Kementerian Pekerjaan Umum dan Perumahan Rakyat (PUPR) sendiri berusaha memaksimalkan dan menambah jumlah RTH untuk publik di Indonesia yang saat ini jumlahnya belum sesuai standar guna menjalankan program kota hijau.
“Salah satu cara memenuhi porsi ruang terbuka publik adalah dengan membuat lebih banyak ruang terbuka di wilayah perkotaan.
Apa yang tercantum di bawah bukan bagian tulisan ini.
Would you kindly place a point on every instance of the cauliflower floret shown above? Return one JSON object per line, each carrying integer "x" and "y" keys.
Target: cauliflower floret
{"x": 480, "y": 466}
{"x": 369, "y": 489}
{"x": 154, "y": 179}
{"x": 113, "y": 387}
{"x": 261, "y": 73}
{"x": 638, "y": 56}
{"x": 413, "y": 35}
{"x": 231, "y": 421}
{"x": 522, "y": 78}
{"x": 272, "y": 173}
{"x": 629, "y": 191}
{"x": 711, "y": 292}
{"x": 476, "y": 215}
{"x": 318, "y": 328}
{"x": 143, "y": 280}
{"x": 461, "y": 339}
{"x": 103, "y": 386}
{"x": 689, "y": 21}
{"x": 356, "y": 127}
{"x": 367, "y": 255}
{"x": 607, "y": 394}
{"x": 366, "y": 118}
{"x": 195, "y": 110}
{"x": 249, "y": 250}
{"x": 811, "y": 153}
Bentuknya pun tidak melulu taman bermain tetapi meliputi jalan, jalur pedestrian, pasar, dan fasilitas publik lainnya,” jelasnya saat dihubungi oleh Greeners, Jakarta, Senin (05/10).
Dwityo mengakui bahwa pembebasan lahan masih menjadi masalah utama dalam mewujudkan ruang publik maupun ruang terbuka hijau. Seperti yang terjadi pada DKI Jakarta. Dwityo mengatakan jika Pemerintah Provinsi Jakarta tidak bisa menyediakan lahan, maka program kota hijau tidak bisa berjalan.
“Jakarta sendiri hingga saat ini memang masih kesulitan dalam membuka lahan untuk kebutuhan ruang publik maupun ruang terbuka hijau, khususnya masalah sertifikat kepemilikan,” katanya.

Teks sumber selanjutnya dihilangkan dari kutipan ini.